Häufige Fragen aus der IT-Abteilung
Soll ich die E-Rechnung im ERP erzeugen, sitzt meist auch die IT mit am Tisch. Ihre Fragen ähneln sich, deshalb hier die Antworten vorab.
Wie greift der Dienst zu? Über ein eigenes Konto mit den geringstmöglichen Rechten. Lesen genügt fast immer, geschrieben wird höchstens ein Statusfeld.
Was passiert bei einem Ausfall? Der Dienst arbeitet in Warteschlangen. Fällt er aus, bleiben die Belege liegen und werden nachgeholt, sobald er wieder läuft. Nichts geht verloren.
Wie sehen wir, dass alles läuft? Über ein Protokoll und, wenn gewünscht, eine Statusseite. Bleibt eine Rechnung hängen, meldet sich das System von selbst.
Wo liegt der Code? Bei Ihnen, im Repository Ihrer Wahl. Sie können jederzeit hineinsehen und ihn von jemand anderem weiterpflegen lassen.
FAQ
Fragen zu dieser Leistung
Funktioniert das auch mit einem älteren oder exotischen ERP?
In den meisten Fällen ja. Entscheidend ist nicht das Alter, sondern ob ich an die Rechnungsdaten herankomme – über eine Schnittstelle, einen Export, einen Datenbankzugriff oder notfalls über die erzeugten Belege. Genau das kläre ich in der Analyse, bevor ein Angebot entsteht.
Müssen wir dafür in die ERP-Datenbank schreiben lassen?
Nur wenn Sie das wollen. Der übliche Weg ist lesend: Ich hole die Rechnungsdaten heraus, erzeuge und versende die E-Rechnung und schreibe höchstens einen Statusvermerk zurück. Damit bleibt die Gewährleistung Ihres ERP-Anbieters unangetastet.
Was ist mit dem Support unseres ERP-Herstellers?
Eine Zwischenschicht neben dem System berührt den Wartungsvertrag in aller Regel nicht, weil im ERP selbst nichts verändert wird.
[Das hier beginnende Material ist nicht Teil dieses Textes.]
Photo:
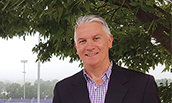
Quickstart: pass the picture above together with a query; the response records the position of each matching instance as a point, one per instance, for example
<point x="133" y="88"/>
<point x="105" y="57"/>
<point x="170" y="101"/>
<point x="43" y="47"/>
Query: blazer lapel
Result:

Bei Eingriffen direkt im System spreche ich das vorher mit Ihnen und, wenn nötig, mit Ihrem Anbieter ab.
Wie lange dauert eine ERP-Anbindung?
Rechnen Sie mit vier bis acht Wochen für eine Anbindung mit Erzeugung, Versand und Statusrückmeldung. Wenn nur die Erzeugung gebraucht wird und die Daten sauber vorliegen, geht es deutlich schneller.
Können wir auch eingehende E-Rechnungen verarbeiten?
Ja. Der Eingang ist seit dem 1. Januar 2025 Pflicht und wird oft vergessen. Eingehende Dateien werden ausgelesen, geprüft, einer Bestellung zugeordnet und an Ihre Buchhaltung übergeben.